People across border. In Kutch (Gujarat, India) showing their love for Shah Latif’s poetry.
Synopsis: Shah Abdul Latif Bhitai, a medieval Sufi poet, is an iconic figure in the cultural history of Sindh. Bhitai’s Shah Ji Risalo is a remarkable collection of poems which are sung by many communities in Kachchh (Kutch) and across the border in Sindh (now in Pakistan).
Umar Haji Suleiman of Abdasa, in Kutch, Gujarat, is a self taught Sufi scholar; once a cattle herder, now a farmer, he lives his life through the poetry of Bhitai. Umar’s cousin, Mustafa Jatt sings the Bheths of Bhitai. He is accompanied on the Surando, by his cousin Usman Jatt. Usman is a truck driver, who owns and plays one of the last surviving surandos in the region. The surando is a peacock shaped, five-stringed instrument from Sindh. The film explores the life worlds of the three cousins, their families and the Fakirani Jat community to which they belong.

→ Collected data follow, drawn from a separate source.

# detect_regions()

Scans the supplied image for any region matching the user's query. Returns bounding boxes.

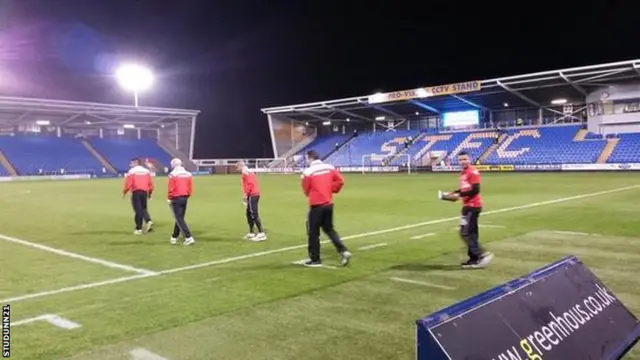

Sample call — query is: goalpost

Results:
[361,154,411,174]
[192,158,298,174]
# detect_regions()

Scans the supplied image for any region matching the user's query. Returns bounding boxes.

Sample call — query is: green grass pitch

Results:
[1,172,639,359]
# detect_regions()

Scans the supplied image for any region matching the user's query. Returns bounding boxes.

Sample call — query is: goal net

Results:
[193,158,298,174]
[361,154,411,174]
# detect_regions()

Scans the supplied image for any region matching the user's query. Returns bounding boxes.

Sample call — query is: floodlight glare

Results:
[116,64,154,107]
[551,98,567,105]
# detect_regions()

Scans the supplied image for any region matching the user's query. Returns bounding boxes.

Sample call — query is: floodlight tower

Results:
[116,64,154,107]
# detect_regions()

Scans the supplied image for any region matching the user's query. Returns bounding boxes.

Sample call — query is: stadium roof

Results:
[0,96,200,130]
[261,59,640,123]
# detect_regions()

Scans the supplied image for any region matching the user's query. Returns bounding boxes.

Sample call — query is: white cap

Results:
[170,158,182,168]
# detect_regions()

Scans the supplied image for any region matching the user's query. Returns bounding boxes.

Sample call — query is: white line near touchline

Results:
[410,233,436,240]
[389,277,456,291]
[0,233,158,276]
[2,184,638,304]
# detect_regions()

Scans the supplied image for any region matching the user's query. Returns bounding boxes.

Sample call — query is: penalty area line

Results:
[2,185,638,304]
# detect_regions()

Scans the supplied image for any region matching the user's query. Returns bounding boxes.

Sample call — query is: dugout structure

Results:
[260,59,640,168]
[0,96,200,169]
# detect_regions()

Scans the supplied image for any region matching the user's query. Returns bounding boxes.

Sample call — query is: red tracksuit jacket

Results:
[241,167,260,196]
[168,167,193,199]
[301,160,344,206]
[123,166,154,195]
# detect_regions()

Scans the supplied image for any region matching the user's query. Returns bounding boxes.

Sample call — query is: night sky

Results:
[0,0,638,158]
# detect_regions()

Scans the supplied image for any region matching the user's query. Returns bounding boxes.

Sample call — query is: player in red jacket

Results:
[439,151,494,269]
[236,161,266,241]
[123,158,154,234]
[167,158,195,246]
[301,150,351,267]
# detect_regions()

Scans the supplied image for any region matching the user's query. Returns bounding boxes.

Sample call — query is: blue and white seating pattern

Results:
[327,130,420,166]
[484,125,606,165]
[407,131,498,165]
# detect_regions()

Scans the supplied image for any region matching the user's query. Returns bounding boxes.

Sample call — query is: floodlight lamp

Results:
[123,124,135,129]
[322,121,331,126]
[36,120,50,125]
[503,102,509,107]
[375,116,385,121]
[551,98,567,105]
[116,64,154,92]
[346,118,350,122]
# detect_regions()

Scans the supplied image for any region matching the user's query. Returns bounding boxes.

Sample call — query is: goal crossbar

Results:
[361,153,411,174]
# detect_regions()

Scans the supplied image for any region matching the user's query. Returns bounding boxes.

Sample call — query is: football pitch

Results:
[1,172,639,360]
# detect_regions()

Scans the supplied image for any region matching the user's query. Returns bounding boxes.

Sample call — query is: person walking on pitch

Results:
[301,150,351,267]
[167,158,195,246]
[123,158,154,234]
[236,161,267,241]
[439,151,493,269]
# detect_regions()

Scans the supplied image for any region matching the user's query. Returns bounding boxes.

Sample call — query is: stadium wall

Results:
[268,114,315,158]
[587,85,640,135]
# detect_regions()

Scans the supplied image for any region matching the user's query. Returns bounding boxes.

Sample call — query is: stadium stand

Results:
[0,135,175,176]
[607,133,640,164]
[291,134,352,166]
[483,125,606,165]
[0,135,103,175]
[299,124,640,168]
[407,130,498,166]
[88,138,173,172]
[328,130,420,166]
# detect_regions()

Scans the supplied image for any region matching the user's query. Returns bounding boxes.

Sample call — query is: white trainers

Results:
[340,251,352,266]
[169,237,177,245]
[477,252,494,268]
[145,221,154,233]
[183,237,195,246]
[253,233,267,242]
[133,230,143,235]
[243,233,256,240]
[438,190,443,200]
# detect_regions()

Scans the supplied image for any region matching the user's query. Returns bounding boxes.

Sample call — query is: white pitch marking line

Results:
[410,233,436,240]
[389,277,456,291]
[551,230,590,236]
[0,233,157,276]
[358,243,388,251]
[0,274,154,303]
[130,348,170,360]
[3,185,638,304]
[12,314,81,330]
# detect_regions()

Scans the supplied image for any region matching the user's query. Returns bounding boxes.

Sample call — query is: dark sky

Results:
[0,0,638,158]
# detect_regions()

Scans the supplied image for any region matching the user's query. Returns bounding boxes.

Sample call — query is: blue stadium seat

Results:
[89,138,173,172]
[328,130,420,166]
[407,131,497,165]
[0,135,102,175]
[293,134,352,166]
[484,125,606,165]
[607,133,640,163]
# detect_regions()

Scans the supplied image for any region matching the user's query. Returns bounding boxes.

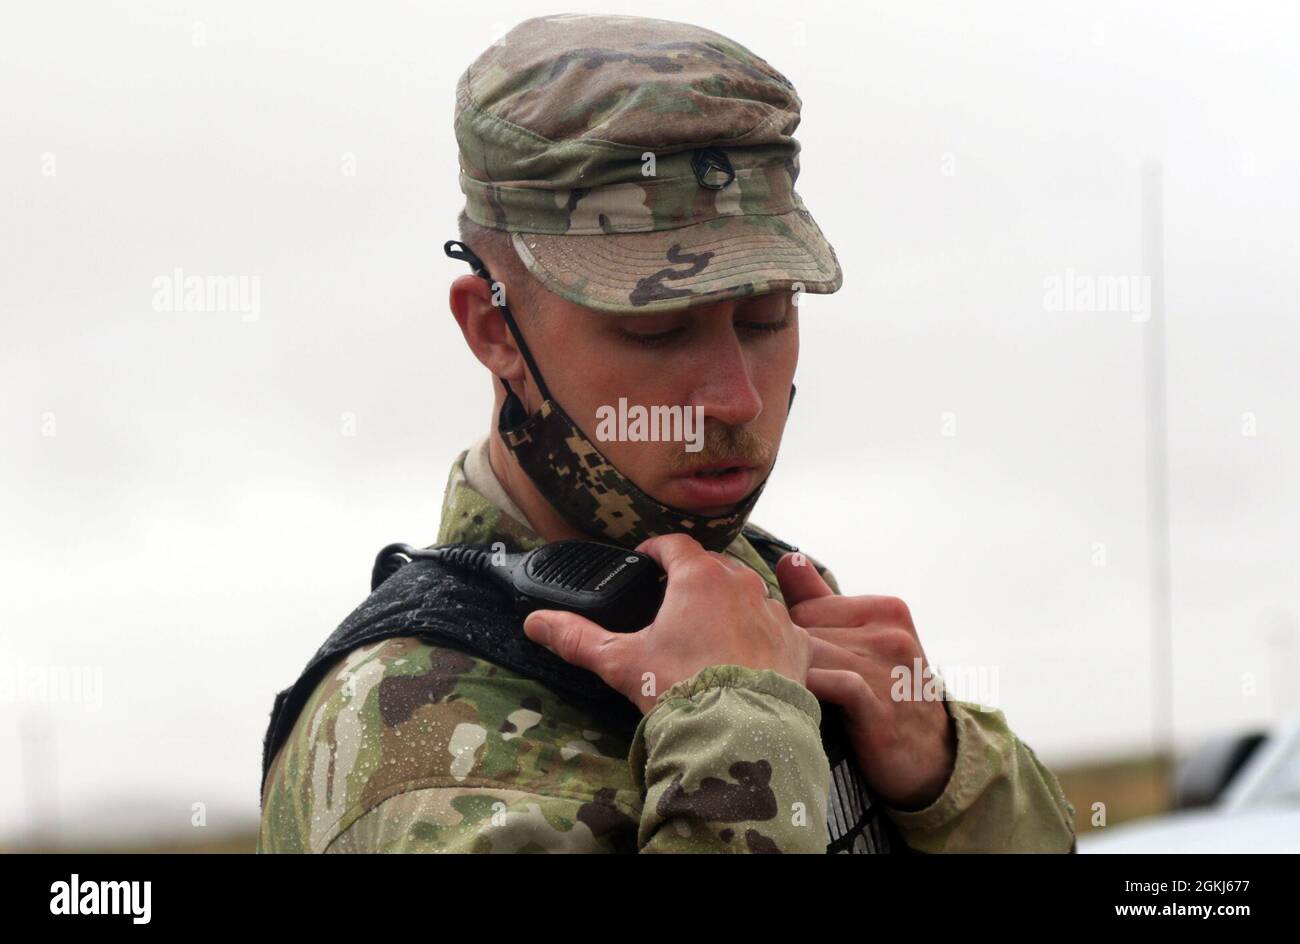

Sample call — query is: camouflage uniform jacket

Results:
[258,449,1077,853]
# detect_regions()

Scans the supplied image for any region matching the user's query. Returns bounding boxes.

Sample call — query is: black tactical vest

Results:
[261,527,909,854]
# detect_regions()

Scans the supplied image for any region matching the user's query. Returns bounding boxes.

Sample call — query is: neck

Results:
[486,429,590,543]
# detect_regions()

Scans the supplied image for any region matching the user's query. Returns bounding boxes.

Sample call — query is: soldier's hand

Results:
[775,553,957,811]
[523,533,813,715]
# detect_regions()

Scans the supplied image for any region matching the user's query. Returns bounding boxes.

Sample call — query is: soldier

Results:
[259,13,1077,853]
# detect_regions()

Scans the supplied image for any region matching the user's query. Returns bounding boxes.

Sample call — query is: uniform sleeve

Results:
[881,699,1077,853]
[259,638,832,854]
[322,785,636,853]
[626,664,832,853]
[257,638,647,855]
[316,665,832,854]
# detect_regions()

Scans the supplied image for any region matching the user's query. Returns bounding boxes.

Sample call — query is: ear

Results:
[449,273,526,384]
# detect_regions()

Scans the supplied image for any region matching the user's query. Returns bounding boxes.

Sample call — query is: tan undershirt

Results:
[462,434,533,532]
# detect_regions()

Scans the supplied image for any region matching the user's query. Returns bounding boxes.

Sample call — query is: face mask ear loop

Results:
[444,240,555,414]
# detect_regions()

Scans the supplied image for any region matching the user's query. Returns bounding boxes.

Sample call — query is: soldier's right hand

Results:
[522,533,813,715]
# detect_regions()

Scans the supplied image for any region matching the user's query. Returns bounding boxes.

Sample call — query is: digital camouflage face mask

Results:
[446,240,791,553]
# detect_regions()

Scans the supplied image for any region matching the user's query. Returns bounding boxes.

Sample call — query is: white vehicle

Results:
[1079,716,1300,853]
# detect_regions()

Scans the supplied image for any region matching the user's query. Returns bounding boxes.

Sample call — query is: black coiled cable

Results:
[370,542,496,591]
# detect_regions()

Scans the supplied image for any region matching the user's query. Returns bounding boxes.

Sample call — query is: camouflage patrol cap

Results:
[454,13,843,314]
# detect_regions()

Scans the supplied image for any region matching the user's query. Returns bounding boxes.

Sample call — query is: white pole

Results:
[19,711,60,849]
[1141,161,1174,763]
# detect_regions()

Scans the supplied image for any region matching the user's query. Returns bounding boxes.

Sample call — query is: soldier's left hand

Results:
[775,553,957,811]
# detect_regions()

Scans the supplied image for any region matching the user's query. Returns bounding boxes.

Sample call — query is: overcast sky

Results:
[2,0,1298,843]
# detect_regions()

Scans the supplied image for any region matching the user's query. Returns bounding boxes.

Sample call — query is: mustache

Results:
[666,423,774,474]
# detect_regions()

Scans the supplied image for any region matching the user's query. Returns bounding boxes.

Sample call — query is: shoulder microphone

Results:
[372,540,667,634]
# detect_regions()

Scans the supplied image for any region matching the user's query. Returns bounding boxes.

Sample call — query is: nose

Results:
[691,328,763,427]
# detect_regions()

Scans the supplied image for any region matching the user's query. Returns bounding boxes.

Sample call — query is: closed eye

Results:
[617,326,687,348]
[616,313,791,347]
[737,315,792,336]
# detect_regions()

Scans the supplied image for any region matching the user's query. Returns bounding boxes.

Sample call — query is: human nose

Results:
[690,332,762,427]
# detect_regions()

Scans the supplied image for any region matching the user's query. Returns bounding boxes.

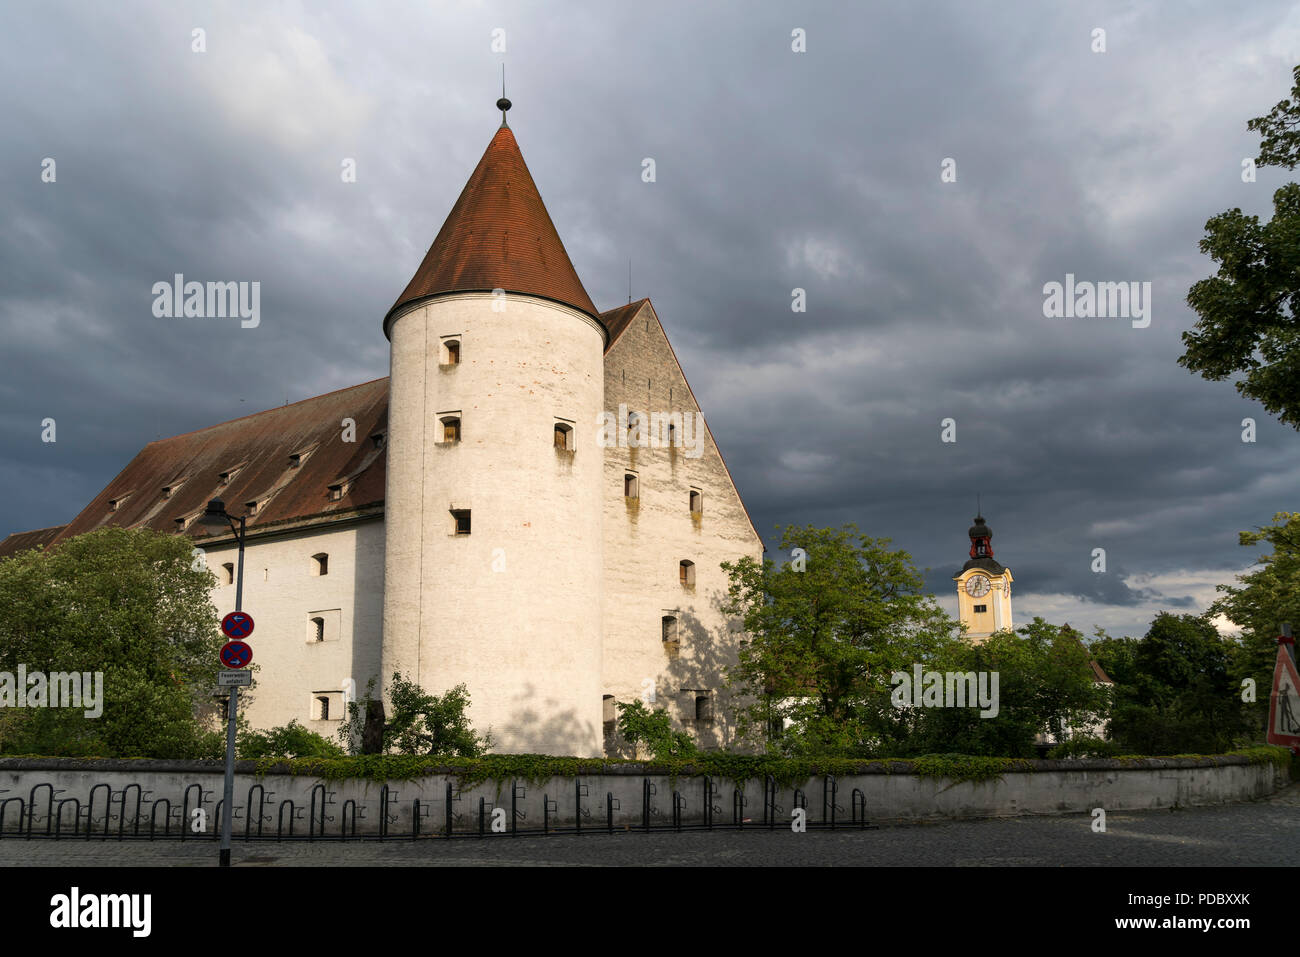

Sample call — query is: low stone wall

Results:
[0,754,1286,838]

Before the Partition, the Maldhari (pastoralist) Jatts moved freely across the Rann, between Sindh (now in Pakistan) and Kutch. As pastoral ways of living have given way to settlement, borders and industrialisation, the older generation struggles to keep alive the rich syncretic legacy of Shah Bhitai, which celebrates diversity and non-difference, suffering and transcendence, transience and survival.